For our project, we will be using a package called pybaseball
, which contains the Statcast data mentioned above, courtesy of BaseballSavant.com.
The Statcast data contained in the pybaseball
package consists of 92 different features for each pitch in a specified time frame. Some of (not all) the most important of these features for our purposes are:
In a tabular format, the data looks as follows.
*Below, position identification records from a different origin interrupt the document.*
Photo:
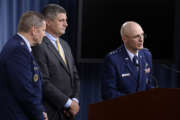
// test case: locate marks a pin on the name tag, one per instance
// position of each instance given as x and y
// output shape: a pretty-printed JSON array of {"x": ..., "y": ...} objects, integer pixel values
[{"x": 126, "y": 75}]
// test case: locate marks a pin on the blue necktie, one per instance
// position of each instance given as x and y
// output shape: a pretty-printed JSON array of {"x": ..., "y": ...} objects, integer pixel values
[{"x": 136, "y": 63}]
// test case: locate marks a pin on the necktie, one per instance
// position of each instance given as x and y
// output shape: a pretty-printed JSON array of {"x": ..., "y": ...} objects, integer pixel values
[
  {"x": 61, "y": 53},
  {"x": 135, "y": 61}
]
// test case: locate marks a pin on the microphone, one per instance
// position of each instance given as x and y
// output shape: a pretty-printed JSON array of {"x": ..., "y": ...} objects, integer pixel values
[{"x": 170, "y": 68}]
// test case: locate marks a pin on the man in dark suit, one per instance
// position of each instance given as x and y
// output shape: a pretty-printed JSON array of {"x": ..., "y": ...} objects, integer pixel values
[
  {"x": 127, "y": 69},
  {"x": 20, "y": 79},
  {"x": 61, "y": 84}
]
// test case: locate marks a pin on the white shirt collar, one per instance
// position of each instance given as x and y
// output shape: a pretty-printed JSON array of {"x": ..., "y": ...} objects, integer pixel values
[
  {"x": 26, "y": 41},
  {"x": 131, "y": 55}
]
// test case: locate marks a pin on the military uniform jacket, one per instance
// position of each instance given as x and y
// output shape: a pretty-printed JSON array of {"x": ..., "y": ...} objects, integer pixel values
[
  {"x": 20, "y": 83},
  {"x": 120, "y": 76}
]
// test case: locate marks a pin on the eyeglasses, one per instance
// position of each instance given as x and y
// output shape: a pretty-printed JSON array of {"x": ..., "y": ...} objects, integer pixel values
[{"x": 138, "y": 36}]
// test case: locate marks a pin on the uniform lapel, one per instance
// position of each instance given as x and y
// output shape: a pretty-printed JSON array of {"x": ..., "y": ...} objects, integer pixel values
[{"x": 129, "y": 63}]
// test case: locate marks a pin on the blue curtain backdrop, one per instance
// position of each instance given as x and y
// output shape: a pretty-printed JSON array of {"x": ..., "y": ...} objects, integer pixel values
[{"x": 90, "y": 73}]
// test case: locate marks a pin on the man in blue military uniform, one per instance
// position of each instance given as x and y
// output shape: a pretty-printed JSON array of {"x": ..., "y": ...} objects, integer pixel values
[
  {"x": 20, "y": 80},
  {"x": 128, "y": 69}
]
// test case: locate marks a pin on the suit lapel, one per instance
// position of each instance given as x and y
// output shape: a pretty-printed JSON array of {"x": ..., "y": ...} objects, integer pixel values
[
  {"x": 56, "y": 53},
  {"x": 68, "y": 58}
]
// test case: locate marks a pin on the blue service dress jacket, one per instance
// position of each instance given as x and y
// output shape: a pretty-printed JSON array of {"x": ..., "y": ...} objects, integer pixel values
[
  {"x": 120, "y": 75},
  {"x": 20, "y": 83}
]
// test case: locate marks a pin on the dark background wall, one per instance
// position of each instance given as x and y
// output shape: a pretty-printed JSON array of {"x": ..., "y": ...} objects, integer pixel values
[{"x": 90, "y": 73}]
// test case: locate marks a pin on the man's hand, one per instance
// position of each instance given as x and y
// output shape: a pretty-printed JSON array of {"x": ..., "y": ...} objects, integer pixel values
[
  {"x": 45, "y": 116},
  {"x": 74, "y": 108}
]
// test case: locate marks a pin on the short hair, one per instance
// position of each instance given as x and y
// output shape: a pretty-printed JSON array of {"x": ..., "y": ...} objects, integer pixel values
[
  {"x": 51, "y": 11},
  {"x": 30, "y": 19}
]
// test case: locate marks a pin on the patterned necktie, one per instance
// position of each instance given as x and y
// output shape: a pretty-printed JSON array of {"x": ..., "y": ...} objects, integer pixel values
[{"x": 61, "y": 53}]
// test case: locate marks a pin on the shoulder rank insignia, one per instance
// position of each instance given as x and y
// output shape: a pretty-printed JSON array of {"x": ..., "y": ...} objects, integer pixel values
[{"x": 22, "y": 43}]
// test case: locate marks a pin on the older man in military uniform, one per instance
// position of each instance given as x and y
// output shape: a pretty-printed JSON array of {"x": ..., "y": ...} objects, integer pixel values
[
  {"x": 127, "y": 69},
  {"x": 20, "y": 80}
]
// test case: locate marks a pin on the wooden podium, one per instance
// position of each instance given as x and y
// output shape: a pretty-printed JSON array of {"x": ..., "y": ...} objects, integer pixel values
[{"x": 155, "y": 104}]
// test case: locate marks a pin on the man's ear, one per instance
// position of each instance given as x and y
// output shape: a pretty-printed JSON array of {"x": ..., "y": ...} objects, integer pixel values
[
  {"x": 33, "y": 30},
  {"x": 124, "y": 39}
]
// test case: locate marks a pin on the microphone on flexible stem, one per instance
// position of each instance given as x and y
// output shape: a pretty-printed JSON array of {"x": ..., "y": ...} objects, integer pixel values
[{"x": 170, "y": 68}]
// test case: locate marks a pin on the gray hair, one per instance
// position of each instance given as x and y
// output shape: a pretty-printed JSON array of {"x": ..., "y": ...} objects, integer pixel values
[
  {"x": 30, "y": 19},
  {"x": 51, "y": 11}
]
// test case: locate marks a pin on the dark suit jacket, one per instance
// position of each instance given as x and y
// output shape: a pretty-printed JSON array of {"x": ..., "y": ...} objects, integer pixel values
[
  {"x": 60, "y": 81},
  {"x": 120, "y": 76},
  {"x": 20, "y": 83}
]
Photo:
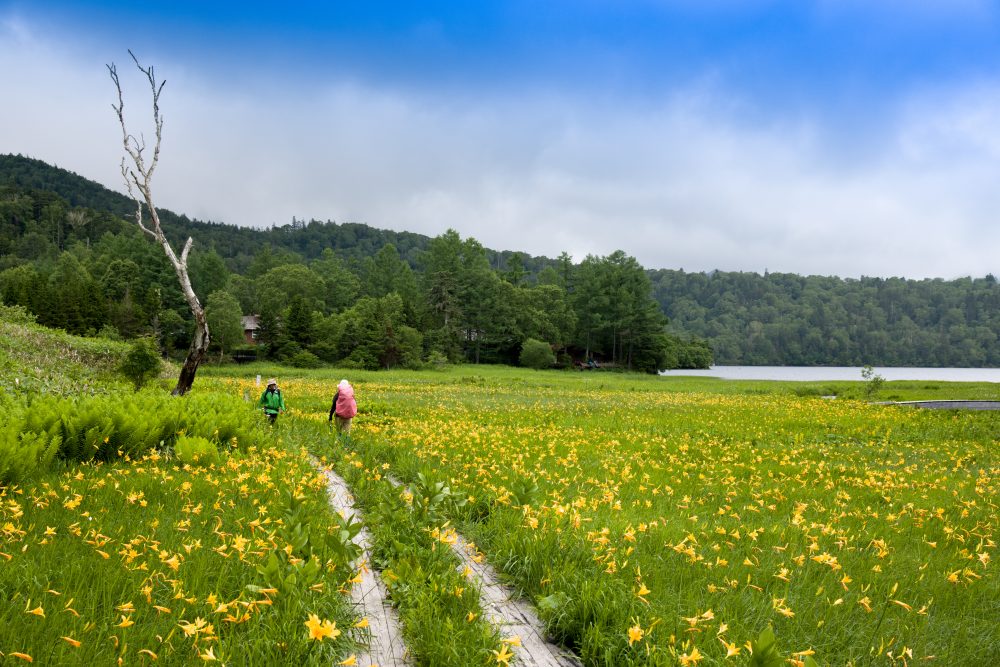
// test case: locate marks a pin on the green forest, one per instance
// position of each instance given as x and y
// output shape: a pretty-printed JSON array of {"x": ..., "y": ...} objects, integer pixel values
[
  {"x": 792, "y": 320},
  {"x": 323, "y": 292},
  {"x": 328, "y": 292}
]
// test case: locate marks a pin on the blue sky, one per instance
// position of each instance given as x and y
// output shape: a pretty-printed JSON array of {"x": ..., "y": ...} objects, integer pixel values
[{"x": 833, "y": 137}]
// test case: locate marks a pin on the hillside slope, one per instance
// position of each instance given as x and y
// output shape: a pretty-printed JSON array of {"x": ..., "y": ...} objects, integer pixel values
[{"x": 36, "y": 359}]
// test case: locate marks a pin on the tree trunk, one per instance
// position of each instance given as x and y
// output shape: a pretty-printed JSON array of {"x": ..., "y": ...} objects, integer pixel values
[
  {"x": 199, "y": 345},
  {"x": 140, "y": 176}
]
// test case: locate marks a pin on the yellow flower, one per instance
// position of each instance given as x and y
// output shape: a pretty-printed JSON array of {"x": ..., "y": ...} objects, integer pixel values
[
  {"x": 691, "y": 658},
  {"x": 318, "y": 630},
  {"x": 503, "y": 656},
  {"x": 731, "y": 648}
]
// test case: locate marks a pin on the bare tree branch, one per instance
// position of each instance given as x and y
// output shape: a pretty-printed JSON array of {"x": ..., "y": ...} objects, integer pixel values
[{"x": 138, "y": 179}]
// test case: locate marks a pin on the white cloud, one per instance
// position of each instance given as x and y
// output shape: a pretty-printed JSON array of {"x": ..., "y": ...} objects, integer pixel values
[{"x": 687, "y": 183}]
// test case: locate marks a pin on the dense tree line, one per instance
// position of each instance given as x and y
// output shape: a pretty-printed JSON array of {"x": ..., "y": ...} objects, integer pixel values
[
  {"x": 324, "y": 292},
  {"x": 787, "y": 319}
]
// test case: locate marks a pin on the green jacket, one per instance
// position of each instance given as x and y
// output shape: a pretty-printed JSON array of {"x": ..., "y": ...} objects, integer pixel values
[{"x": 272, "y": 402}]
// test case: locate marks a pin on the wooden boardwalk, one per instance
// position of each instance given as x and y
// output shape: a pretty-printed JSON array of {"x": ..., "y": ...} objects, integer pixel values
[{"x": 386, "y": 647}]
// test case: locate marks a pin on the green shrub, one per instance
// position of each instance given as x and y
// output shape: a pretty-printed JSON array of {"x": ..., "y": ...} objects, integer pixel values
[
  {"x": 142, "y": 362},
  {"x": 16, "y": 314},
  {"x": 537, "y": 354},
  {"x": 195, "y": 450}
]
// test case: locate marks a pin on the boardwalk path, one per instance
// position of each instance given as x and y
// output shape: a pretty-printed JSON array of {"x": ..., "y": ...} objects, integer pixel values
[
  {"x": 512, "y": 616},
  {"x": 386, "y": 648}
]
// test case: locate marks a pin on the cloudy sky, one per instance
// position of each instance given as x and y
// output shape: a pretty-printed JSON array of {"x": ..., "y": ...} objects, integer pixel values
[{"x": 834, "y": 137}]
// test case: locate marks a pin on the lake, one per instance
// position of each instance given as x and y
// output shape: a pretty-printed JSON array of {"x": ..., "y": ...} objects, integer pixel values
[{"x": 825, "y": 373}]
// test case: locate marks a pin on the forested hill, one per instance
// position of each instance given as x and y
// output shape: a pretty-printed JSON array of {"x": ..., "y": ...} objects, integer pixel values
[
  {"x": 787, "y": 319},
  {"x": 322, "y": 292},
  {"x": 238, "y": 245},
  {"x": 779, "y": 319}
]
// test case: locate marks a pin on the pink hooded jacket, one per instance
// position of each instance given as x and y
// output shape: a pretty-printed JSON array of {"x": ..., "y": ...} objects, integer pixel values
[{"x": 345, "y": 407}]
pitch_type | game_date | release_speed | release_pos_x | release_pos_z | player_name | batter | pitcher | events | description | ... | fld_score | post_away_score | post_home_score | post_bat_score | post_fld_score | if_fielding_alignment | of_fielding_alignment | spin_axis | delta_home_win_exp | delta_run_exp |
---|---|---|---|---|---|---|---|---|---|---|---|---|---|---|---|---|---|---|---|---|
SL | 10/1/22 | 80 | -1.78 | 5.67 | Tepera, Ryan | 608369 | 572193 | field_out | hit_into_play | ... | 3 | 2 | 3 | 2 | 3 | Infield shift | Standard | 74 | 0.035 | -0.114 |
FF | 10/1/22 | 93.1 | -1.6 | 5.63 | Tepera, Ryan | 608369 | 572193 | NaN | ball | ... | 3 | 2 | 3 | 2 | 3 | Infield shift | Standard | 212 | 0 | 0.015 |
SL | 10/1/22 | 84.5 | -1.59 | 5.78 | Tepera, Ryan | 543760 | 572193 | strikeout | foul_tip | ... | 3 | 2 | 3 | 2 | 3 | Infield shift | Standard | 146 | 0.052 | -0.112 |
SL | 10/1/22 | 85.2 | -1.66 | 5.75 | Tepera, Ryan | 543760 | 572193 | NaN | swinging_strike | ... | 3 | 2 | 3 | 2 | 3 | Infield shift | Standard | 126 | 0 | -0.036 |
SI | 10/1/22 | 93.9 | -1.64 | 5.69 | Tepera, Ryan | 543760 | 572193 | NaN | ball | ... | 3 | 2 | 3 | 2 | 3 | Infield shift | Standard | 219 | 0 | 0.016 |
The features provided generally fall into one of two categories: pre-pitch information and post-pitch information. Pre-pitch information is the information that is known before the pitch is thrown (count, baseruners, etc.), while post-pitch information is the information that is found after the pitch (pitch type, pitch velocity, pitch result, etc.). This project aims to use all the relevant pre-pitch features to estimate what pitch a certain pitcher may choose given a certain situation.
While the available Statcast database is very thorough, one potential issue with the data is that it treats each hitter equally. Depending on whether a hitter is considered "good" or "bad," or they are more of a fly-ball-hitter than a ground-ball-hitter, a pitcher may change how they attack that hitter. This dataset, however, is blind to these inter-hitter differences and treats each hitter equally.
While this issue may cause the resulting product to be more generalized than specifically tailored to each hitter, we do not anticipate hitter quality to be an incredibly important component of what pitch a pitcher may choose and therefore this issue should not invalidate the results. Any future versions of this predictor may choose to implement this data as a quality-of-life improvement.
This project is designed to be answered as a classification problem. Given several qualities of a situation (count, score, previous pitches, etc.), we want to be provided with a guess as to what type of pitch that pitcher would throw in such a situation. This solution makes the most sense since the results will be easily interpreted and understood by teams and hitters alike.